Something was watching. Hunting. Not directly, but passively. Like the world itself had noticed a shift and was now searching for the crack in the mirror.
And he was that crack.
He didn't understand why. Or how. But he had the sneaking suspicion that this wasn't just reincarnation. It was exile.
Fang Yuan closed his eyes and meditated—not for bending, but for clarity.
In the silence of his mind, he felt the echo of water this time.
Cool. Elusive. Shifting.
His breathing slowed.
The canyon's air seemed to grow damp.
He opened his palm—and there, for just a second, a drop of water coalesced from nothing but moisture in the air… before falling apart.
A grin pulled at his lips.
Three.
In the mountain forests far to the north, Avatar Aang meditated beneath the open sky, his tattoos glowing faintly as he floated above the stone platform.
But his expression was troubled.
"He's getting stronger," Aang said, eyes still closed. "More in sync with this world. He's awakened another element."
Katara's brows furrowed. "Then he's… like you?"
Aang opened his eyes. "No. Not like me. He's not part of the cycle. He's not a bender blessed by Raava. He's outside it."
"Then what is he?"
Aang stood slowly.
"I don't know. But the spirits are scared. And if they're scared… we should be too."
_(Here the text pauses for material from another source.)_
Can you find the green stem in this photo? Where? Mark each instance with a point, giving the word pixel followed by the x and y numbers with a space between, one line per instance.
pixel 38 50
In the shadows of his growing power, Fang Yuan still remained a ghost.
His name was unknown.
His presence, a whisper.
But the world was stirring. Forces both natural and unnatural were beginning to align. Some wanted to find him. Others wanted to destroy him before he understood who he was.
And Fang Yuan?
He had only one goal for now.
To survive long enough to find out why he was really here.